If you were really congratulating each other on your being environmentalists, Trudeau is letting the side down. Many of us in Canada are annoyed with him about that. He not only spent C$4 billion buying the 67-year-old pipeline that runs from Edmonton to Vancouver but cost estimates for the twinning of the line are now running at an additional C$12.6 billion. The government is hoping that they can get 20 years at least out of the dual pipeline with revenues of C$1.5 billion per year. (The company has signed contracts for this much.)
While everyone involved is proud of the performance of this old pipeline for so long, they are really stretching the envelope.
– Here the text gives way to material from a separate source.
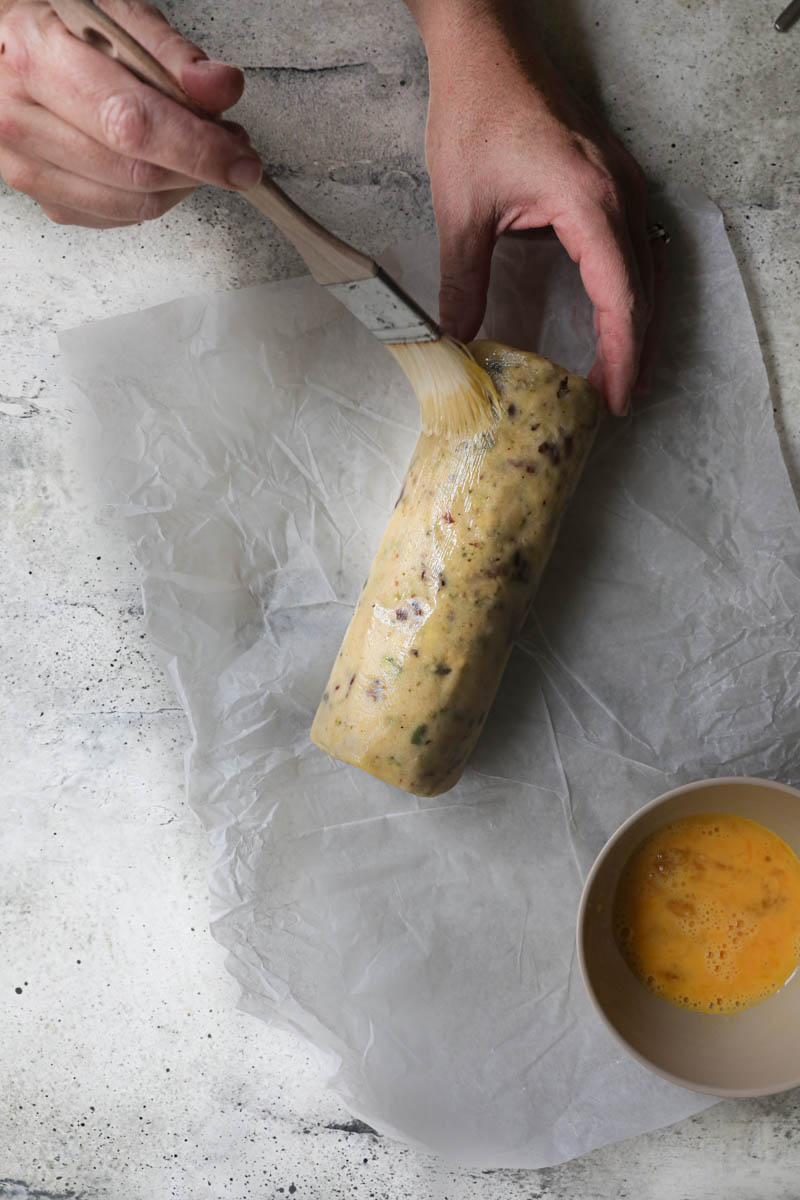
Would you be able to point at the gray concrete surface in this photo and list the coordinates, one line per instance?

The difference when you are pushing diluted bitumen through the pipes is that you are heating the bitumen and pushing it at considerably higher pressure.
But Canadians are not just concerned about the possibility of a pipeline leak and fouling of the fresh waters for the people of British Columbia and northern Washington State. The heavy traffic of ocean tankers through the Georgia Straits is an extreme concern for the orcas and other whales that summer in the area.
All we know is that the supreme court in Ottawa does not want any more appeals to stop the twinning of the pipeline. The appeals have failed us. The construction is in process. Short of laying our bodies in front of the construction equipment, there is little we can do.